La mia opinione, molto personale, è che ovunque si scriva di scienza, l’autore abbia l’obbligo professionale di documentarsi con cura. Un libro anche bellissimo, ma che non ottemperi a questo criterio, sarebbe (a mio parere) imperfetto. Un lettore potrebbe sentirsi preso in giro dalla introduzione improvvisa di una nuova, inverosimile invenzione; o da un palese errore scientifico in assenza del quale la storia prenderebbe tutt’altra strada. Ma, ciò posto, mi appare storicamente evidente che la presenza del dato scientifico e la sua sopravvalutazione o sottovalutazione, siano, nel nostro campo, anche questione di tendenze, di evoluzione.

James G. Ballard, dal suo canto, fin dal 1962 aveva sconvolto l’ambiente della science fiction inglese con un pamphlet rimasto celebre, Come si arriva allo spazio interno?, in egli cui invitava provocatoriamente gli scrittori a buttare alle ortiche le avventure nello spazio intergalattico per rivolgersi a quelle interiori, cioè alla psiche dell’uomo. Questa esortazione lasciò vistose tracce in molti dei maggiori autori degli anni ’60/70, e che restano a tutt’oggi fra i migliori: Farmer, Disch, Moorcock, Aldiss, Spinrad, Dick, Delany, Zelazny, Lafferty, John Brunner, Joanna Russ, James Tiptree jr (alias Alice Sheldon), tantissimi altri. Al riguardo, scriveva nel 1979 Antonio Caronia ne I labirinti della fantascienza:

Una delle caratteristiche di questa “nuova fantascienza”, è che il confine fra reale e immaginario diviene tanto tenue da scomparire. […] Proprio perché la distanza fra immaginario e reale è abolita, proprio perché siamo immersi in un universo iperreale, la nuova fantascienza può fornirci strumenti così fini di rappresentazione e di critica della realtà. Non è più la vecchia dialettica fra utopia e antiutopia, fra letteratura apologetica e letteratura di denuncia dei “nuovi inferni”. La scrittura della nuova fantascienza, piuttosto, è impegnata in operazioni di destrutturazione del reale, di esplorazione di nuovi codici comunicativi, in un universo che la crisi e la scomposizione del linguaggio tiene costantemente aperto.

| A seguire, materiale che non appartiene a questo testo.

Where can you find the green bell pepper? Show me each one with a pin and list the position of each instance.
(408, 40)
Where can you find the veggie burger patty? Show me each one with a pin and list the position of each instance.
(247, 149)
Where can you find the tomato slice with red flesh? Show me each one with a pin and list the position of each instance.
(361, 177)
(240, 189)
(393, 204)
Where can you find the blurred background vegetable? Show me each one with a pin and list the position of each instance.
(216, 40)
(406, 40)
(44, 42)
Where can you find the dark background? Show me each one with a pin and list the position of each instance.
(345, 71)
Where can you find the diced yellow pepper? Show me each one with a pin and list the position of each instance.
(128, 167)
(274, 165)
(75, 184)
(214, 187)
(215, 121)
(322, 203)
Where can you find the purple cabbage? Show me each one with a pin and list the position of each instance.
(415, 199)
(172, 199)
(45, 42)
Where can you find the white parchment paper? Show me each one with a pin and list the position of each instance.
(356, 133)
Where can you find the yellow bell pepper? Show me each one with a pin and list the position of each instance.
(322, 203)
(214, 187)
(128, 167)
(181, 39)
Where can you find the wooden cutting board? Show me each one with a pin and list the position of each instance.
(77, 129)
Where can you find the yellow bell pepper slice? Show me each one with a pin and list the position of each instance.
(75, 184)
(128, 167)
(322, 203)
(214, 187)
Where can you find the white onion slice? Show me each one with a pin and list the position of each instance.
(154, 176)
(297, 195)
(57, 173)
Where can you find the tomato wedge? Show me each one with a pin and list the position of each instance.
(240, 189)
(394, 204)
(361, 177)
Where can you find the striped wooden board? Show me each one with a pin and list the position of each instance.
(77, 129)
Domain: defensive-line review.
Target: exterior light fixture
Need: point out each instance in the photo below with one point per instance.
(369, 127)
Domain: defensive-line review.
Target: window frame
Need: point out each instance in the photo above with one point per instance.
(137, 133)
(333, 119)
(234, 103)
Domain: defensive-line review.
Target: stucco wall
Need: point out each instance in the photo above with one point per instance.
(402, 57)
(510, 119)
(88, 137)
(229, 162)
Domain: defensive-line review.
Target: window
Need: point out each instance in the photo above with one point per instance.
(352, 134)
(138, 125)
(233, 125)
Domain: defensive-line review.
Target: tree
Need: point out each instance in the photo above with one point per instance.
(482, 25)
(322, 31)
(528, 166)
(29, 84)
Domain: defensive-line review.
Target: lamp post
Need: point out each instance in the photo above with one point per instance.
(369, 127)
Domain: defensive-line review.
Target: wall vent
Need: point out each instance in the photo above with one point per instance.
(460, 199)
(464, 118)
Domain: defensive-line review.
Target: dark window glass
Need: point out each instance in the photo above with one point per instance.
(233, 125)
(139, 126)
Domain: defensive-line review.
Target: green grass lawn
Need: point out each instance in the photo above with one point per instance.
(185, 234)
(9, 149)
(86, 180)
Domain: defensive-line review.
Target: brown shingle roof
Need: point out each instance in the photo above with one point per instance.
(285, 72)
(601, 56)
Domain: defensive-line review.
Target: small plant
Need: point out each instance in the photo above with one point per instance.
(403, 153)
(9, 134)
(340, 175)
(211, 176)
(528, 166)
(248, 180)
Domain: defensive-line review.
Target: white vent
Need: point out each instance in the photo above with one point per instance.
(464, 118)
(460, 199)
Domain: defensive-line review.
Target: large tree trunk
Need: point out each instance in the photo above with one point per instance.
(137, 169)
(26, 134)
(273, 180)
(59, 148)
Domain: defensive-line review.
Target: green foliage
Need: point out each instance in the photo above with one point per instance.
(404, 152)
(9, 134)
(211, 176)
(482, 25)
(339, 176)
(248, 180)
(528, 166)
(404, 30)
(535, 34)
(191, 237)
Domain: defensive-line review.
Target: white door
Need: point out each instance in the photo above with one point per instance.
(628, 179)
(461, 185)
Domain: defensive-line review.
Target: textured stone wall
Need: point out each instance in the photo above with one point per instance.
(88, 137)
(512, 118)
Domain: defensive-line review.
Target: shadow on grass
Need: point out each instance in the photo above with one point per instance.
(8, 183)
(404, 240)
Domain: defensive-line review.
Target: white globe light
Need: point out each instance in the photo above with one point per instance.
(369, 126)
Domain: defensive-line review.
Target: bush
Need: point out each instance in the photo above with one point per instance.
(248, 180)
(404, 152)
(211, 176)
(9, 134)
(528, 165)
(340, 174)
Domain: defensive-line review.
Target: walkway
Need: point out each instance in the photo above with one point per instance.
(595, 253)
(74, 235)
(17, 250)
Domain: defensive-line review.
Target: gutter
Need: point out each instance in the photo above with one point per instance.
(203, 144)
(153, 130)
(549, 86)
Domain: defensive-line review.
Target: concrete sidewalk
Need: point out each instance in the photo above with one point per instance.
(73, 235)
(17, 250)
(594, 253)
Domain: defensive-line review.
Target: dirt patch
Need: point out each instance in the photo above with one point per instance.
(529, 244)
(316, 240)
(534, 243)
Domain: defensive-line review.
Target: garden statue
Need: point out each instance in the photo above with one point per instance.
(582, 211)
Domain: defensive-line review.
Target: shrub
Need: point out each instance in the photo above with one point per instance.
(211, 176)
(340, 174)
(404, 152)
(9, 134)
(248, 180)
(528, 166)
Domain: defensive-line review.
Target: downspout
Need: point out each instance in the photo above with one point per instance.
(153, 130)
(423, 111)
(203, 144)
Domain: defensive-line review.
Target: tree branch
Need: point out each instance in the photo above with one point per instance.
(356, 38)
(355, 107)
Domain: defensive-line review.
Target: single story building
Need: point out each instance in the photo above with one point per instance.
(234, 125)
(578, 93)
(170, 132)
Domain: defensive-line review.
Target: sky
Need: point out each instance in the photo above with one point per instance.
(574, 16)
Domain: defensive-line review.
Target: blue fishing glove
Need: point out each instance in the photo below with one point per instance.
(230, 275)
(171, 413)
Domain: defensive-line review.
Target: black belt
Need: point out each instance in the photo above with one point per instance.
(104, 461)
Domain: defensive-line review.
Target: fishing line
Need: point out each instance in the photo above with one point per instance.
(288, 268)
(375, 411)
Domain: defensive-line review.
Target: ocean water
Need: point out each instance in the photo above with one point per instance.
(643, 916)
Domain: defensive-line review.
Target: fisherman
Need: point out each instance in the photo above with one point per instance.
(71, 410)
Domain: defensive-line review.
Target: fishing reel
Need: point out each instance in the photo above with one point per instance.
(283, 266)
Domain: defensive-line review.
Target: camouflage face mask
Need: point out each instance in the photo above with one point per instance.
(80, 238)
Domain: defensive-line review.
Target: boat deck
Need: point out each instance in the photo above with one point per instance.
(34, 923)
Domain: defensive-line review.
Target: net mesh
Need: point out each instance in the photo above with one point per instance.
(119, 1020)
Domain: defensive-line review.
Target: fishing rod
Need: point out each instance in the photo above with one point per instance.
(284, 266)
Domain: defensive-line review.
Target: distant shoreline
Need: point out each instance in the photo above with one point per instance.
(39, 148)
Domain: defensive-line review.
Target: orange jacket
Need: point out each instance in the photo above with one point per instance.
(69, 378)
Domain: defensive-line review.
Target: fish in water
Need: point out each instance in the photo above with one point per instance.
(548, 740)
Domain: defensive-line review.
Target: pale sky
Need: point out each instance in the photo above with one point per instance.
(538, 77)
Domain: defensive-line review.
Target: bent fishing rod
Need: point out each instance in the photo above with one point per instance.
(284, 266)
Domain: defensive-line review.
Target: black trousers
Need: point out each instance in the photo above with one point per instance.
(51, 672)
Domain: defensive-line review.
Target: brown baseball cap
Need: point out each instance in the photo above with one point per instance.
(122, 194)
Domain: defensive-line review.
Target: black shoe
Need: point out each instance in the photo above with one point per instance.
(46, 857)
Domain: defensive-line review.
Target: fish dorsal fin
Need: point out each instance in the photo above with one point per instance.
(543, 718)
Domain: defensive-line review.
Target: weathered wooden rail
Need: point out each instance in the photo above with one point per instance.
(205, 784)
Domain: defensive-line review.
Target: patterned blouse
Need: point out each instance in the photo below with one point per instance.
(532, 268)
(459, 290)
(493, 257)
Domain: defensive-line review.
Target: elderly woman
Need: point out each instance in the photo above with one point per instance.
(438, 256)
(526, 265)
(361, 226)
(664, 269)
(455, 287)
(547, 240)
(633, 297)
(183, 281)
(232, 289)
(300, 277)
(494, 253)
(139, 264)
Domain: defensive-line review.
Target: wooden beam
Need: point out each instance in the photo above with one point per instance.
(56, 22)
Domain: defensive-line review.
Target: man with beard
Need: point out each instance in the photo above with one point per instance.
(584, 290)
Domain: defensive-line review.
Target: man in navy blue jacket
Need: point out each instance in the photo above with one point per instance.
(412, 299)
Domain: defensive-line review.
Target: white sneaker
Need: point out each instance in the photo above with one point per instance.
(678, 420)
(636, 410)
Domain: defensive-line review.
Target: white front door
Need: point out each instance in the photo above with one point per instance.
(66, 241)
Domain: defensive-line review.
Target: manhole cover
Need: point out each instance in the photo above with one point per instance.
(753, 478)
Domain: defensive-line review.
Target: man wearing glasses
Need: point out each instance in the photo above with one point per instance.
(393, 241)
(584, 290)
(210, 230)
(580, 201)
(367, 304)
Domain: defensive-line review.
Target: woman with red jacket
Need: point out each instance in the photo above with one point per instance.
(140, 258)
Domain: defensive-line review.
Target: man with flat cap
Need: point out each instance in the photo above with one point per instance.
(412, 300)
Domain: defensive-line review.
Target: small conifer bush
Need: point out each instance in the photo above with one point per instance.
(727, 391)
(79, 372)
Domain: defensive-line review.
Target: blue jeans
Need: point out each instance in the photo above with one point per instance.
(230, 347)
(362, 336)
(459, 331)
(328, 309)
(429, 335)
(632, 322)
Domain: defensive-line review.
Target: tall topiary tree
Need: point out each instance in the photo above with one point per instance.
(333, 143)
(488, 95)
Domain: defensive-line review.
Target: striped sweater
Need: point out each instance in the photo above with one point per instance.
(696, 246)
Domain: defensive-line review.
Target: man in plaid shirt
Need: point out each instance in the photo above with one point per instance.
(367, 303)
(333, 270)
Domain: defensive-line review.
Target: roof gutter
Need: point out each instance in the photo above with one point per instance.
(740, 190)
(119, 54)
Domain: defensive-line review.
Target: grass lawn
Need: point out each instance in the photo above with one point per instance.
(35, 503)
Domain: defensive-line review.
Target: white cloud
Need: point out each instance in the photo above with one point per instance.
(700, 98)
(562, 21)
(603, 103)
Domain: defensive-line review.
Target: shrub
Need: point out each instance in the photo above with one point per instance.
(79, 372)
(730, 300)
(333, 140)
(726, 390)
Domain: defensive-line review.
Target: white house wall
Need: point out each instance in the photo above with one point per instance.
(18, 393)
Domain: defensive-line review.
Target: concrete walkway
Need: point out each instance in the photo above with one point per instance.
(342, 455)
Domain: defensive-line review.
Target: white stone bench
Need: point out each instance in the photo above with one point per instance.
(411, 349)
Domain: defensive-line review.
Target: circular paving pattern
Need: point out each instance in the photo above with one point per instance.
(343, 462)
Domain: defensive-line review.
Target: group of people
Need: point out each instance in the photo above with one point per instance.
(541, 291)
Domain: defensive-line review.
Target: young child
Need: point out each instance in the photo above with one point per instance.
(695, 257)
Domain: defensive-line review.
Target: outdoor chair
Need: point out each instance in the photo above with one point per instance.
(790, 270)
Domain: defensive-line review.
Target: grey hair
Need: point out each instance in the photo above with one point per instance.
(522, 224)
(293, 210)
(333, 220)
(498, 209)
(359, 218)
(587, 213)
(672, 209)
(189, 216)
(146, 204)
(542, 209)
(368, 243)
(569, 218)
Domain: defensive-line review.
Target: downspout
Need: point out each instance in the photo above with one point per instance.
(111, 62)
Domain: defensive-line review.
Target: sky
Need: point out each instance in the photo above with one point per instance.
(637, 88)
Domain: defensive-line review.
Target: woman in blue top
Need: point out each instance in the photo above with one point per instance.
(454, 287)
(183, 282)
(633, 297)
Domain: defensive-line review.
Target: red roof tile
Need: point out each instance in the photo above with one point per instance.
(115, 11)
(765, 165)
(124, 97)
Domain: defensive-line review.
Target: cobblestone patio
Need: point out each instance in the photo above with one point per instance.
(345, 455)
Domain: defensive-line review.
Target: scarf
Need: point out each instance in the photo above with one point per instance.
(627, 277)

Tanto la vecchia fantascienza si teneva ancorata ai moduli stilistici e alle convenzioni di intreccio dei “sottogeneri”, quanto la nuova fantascienza gioca con quelle convenzioni stilistiche e narrative, fino a stravolgerle, a farne degli elementi autentici di critica e di conoscenza.

Credo siano parole abbastanza indicative.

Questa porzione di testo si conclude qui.